A Question for the Hero
Shortly before my former neighbor Stan Foster retired at age 80 to spend time with his wife, he took me and several others working in the area of global child health out to lunch. For those who don’t recognize the name, Stan Foster is a public health hero famous for helping lead the global smallpox eradication campaign. In his typical hippo bowtie, smiling ear to ear, he listened attentively to our question, posed after relating the scenario above about the newspaper headlines.
“Stan, if you wanted to eradicate violence against children around the world and replace it with safe, stable and nurturing relationships, what would you do?”
“Well,” he said, “This type of problem has to be solved from the bottom up. So I would work on community transformation and use exceptional video technology – like that being used by Kate Winskell (Assistant Professor in Global Health at Emory) in her work on Global Dialogues over at Rollins School of Public Health. With video we can influence and impact many more people these days. I would admit my mistakes and learn from them – people do not find that easy – particularly scientists. We made a lot of them trying to eradicate smallpox, you know. Of course the backbone has to be both surveillance and case finding. To do all this, I would convince donors to pay for people to go all around the world to work on it until it was done.”
Then, leaning in, Stan asks Jim Mercy (Strategic Advisor for Global Health, Division of Violence Prevention) a question, ”How did you get started with all this work anyway?”
Jim begins, “Well, you see, one day I received a phone call from Jama Gulaid, the UNICEF representative from Swaziland whom I had met when he was training at CDC.”

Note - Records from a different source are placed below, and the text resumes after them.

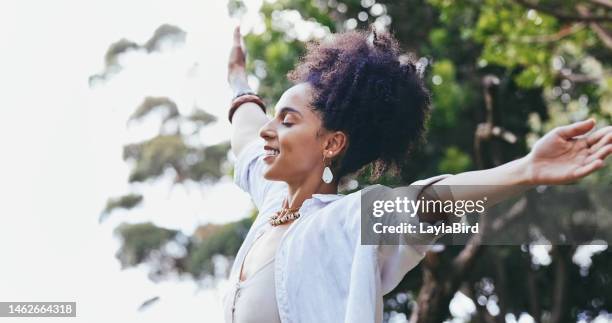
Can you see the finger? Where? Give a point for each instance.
(595, 136)
(576, 129)
(237, 36)
(588, 168)
(604, 138)
(601, 153)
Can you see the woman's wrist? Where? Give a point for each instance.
(524, 170)
(239, 84)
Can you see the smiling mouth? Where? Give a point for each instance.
(271, 152)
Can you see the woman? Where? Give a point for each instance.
(354, 103)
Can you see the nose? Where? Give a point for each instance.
(267, 131)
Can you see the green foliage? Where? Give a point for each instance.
(139, 241)
(551, 71)
(454, 161)
(213, 240)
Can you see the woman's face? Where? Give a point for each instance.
(293, 149)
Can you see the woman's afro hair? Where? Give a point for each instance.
(363, 88)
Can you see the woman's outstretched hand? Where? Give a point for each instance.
(565, 154)
(236, 67)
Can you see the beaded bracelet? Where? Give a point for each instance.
(242, 99)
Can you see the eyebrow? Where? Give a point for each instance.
(289, 109)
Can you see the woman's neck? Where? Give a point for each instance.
(299, 192)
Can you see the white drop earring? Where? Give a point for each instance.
(327, 174)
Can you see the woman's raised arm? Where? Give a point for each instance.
(564, 155)
(249, 117)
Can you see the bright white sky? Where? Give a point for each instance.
(62, 142)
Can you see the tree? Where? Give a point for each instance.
(502, 73)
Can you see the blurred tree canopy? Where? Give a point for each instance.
(502, 73)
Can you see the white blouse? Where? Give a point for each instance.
(322, 272)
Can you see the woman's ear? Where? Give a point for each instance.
(336, 142)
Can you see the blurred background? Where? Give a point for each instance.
(116, 176)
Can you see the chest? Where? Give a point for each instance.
(262, 251)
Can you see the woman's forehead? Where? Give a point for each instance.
(298, 97)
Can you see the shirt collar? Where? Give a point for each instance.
(327, 197)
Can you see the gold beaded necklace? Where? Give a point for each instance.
(285, 214)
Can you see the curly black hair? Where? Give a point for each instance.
(363, 88)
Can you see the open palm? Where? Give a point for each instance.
(566, 155)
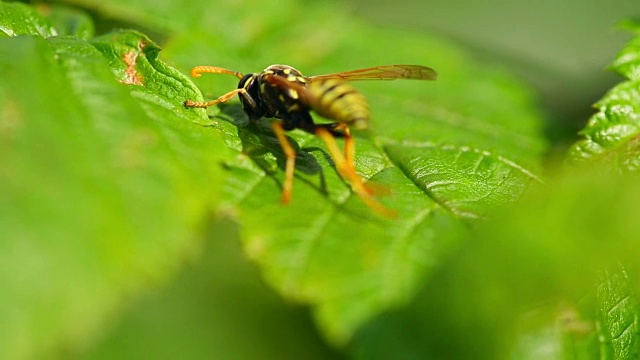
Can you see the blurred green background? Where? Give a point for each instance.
(562, 48)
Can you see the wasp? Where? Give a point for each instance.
(283, 93)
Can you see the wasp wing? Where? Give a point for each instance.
(386, 72)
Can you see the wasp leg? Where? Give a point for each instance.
(290, 156)
(199, 70)
(221, 99)
(346, 168)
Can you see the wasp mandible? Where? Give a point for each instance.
(283, 93)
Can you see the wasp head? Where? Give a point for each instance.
(250, 99)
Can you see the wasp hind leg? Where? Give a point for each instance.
(290, 156)
(345, 164)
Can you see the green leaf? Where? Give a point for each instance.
(217, 308)
(101, 195)
(610, 135)
(619, 312)
(448, 151)
(69, 21)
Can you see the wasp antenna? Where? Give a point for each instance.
(199, 70)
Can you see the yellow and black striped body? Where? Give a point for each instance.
(282, 92)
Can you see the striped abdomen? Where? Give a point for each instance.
(338, 100)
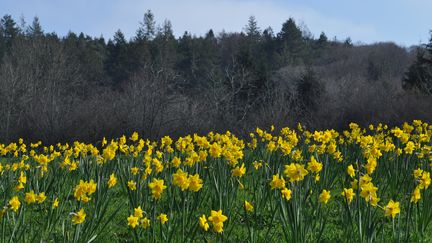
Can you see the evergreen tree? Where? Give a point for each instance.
(419, 74)
(35, 29)
(252, 29)
(147, 29)
(10, 30)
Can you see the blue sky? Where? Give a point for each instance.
(406, 22)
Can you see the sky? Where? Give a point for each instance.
(405, 22)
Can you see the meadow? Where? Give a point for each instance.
(363, 184)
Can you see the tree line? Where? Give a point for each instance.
(62, 88)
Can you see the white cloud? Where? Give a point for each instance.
(198, 16)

Stan interjects over laughter that comes tumbling out, “I know Jama! I introduced him to his wife!” With a personal connection to extend the professional one, the dialogue takes off.

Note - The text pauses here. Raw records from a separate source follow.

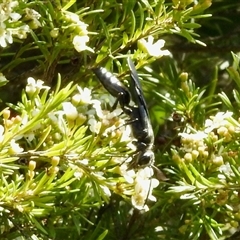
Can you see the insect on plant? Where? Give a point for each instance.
(138, 113)
(133, 104)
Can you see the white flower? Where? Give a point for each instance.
(220, 119)
(79, 43)
(5, 35)
(143, 188)
(70, 111)
(34, 86)
(95, 126)
(153, 49)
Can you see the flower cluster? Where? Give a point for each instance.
(209, 146)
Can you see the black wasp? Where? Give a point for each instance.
(138, 113)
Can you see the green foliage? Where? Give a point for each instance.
(64, 152)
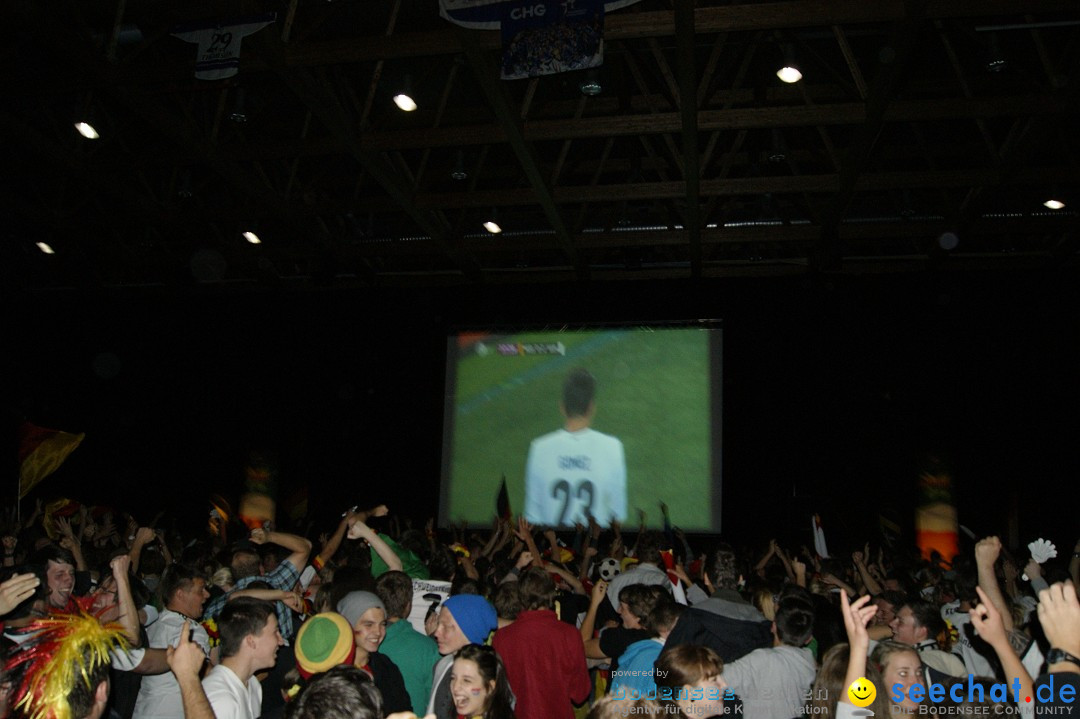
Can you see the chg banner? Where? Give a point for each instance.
(544, 37)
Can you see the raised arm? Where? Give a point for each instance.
(1060, 616)
(297, 545)
(69, 542)
(292, 599)
(987, 622)
(1075, 565)
(331, 547)
(129, 614)
(360, 530)
(856, 615)
(872, 584)
(986, 553)
(143, 537)
(186, 661)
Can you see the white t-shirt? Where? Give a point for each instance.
(420, 606)
(973, 662)
(569, 473)
(159, 696)
(231, 699)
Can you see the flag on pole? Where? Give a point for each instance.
(40, 452)
(819, 537)
(502, 502)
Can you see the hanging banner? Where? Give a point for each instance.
(488, 14)
(544, 37)
(219, 43)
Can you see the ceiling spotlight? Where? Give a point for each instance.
(491, 225)
(86, 130)
(459, 167)
(404, 97)
(591, 83)
(238, 113)
(790, 71)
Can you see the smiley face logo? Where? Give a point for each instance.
(862, 692)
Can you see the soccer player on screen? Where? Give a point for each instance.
(576, 472)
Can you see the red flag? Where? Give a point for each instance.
(40, 452)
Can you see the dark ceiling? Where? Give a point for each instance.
(913, 119)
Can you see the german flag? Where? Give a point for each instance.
(40, 452)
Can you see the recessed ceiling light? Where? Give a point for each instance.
(86, 130)
(404, 103)
(790, 73)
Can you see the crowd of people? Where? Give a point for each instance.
(381, 619)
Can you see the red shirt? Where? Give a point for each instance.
(545, 665)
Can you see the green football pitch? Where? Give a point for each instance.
(652, 392)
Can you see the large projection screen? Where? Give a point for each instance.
(590, 421)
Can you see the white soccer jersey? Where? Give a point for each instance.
(571, 474)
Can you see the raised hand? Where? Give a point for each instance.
(17, 589)
(186, 659)
(856, 615)
(987, 551)
(986, 619)
(121, 565)
(294, 601)
(1060, 615)
(599, 591)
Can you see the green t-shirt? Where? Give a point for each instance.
(410, 563)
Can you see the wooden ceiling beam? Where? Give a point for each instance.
(657, 24)
(487, 76)
(747, 186)
(841, 113)
(688, 112)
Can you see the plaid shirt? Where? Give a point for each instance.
(284, 577)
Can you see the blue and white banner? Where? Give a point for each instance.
(219, 43)
(488, 14)
(544, 37)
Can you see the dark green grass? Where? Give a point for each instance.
(652, 393)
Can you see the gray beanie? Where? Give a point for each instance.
(353, 605)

Getting back to the Swaziland story, Jim continues. “Jama explained to me that Swaziland had the highest HIV seroprevalence in the world, and that the newspapers were constantly reporting stories of sexual abuse of young girls. Jama, thinking the two might be related, asks me if CDC can help him conduct a nationally representative Violence Against Children Survey (VACS) to measure exposure to sexual, physical and emotional violence among girls. We were in fact able to collaborate on this national survey, under Jama’s leadership, and found the results disturbing: 3 out of 10 girls had experienced sexual violence during childhood. That was 2006; since then we have gone on to provide technical assistance for conducting these VACS – that is, the Violence Against Children Surveys — among both girls and boys in Zimbabwe, Kenya, Haiti, Tanzania, and Cambodia. The good news is that in countries around the world, governmental Ministries of Health, Gender and Family, Labor, Justice, Education, and Finance are joining with multilateral donors and civil society to use national VACS data to drive evidence-informed, effective, and sustainable changes that make are effective in reducing violence against children.”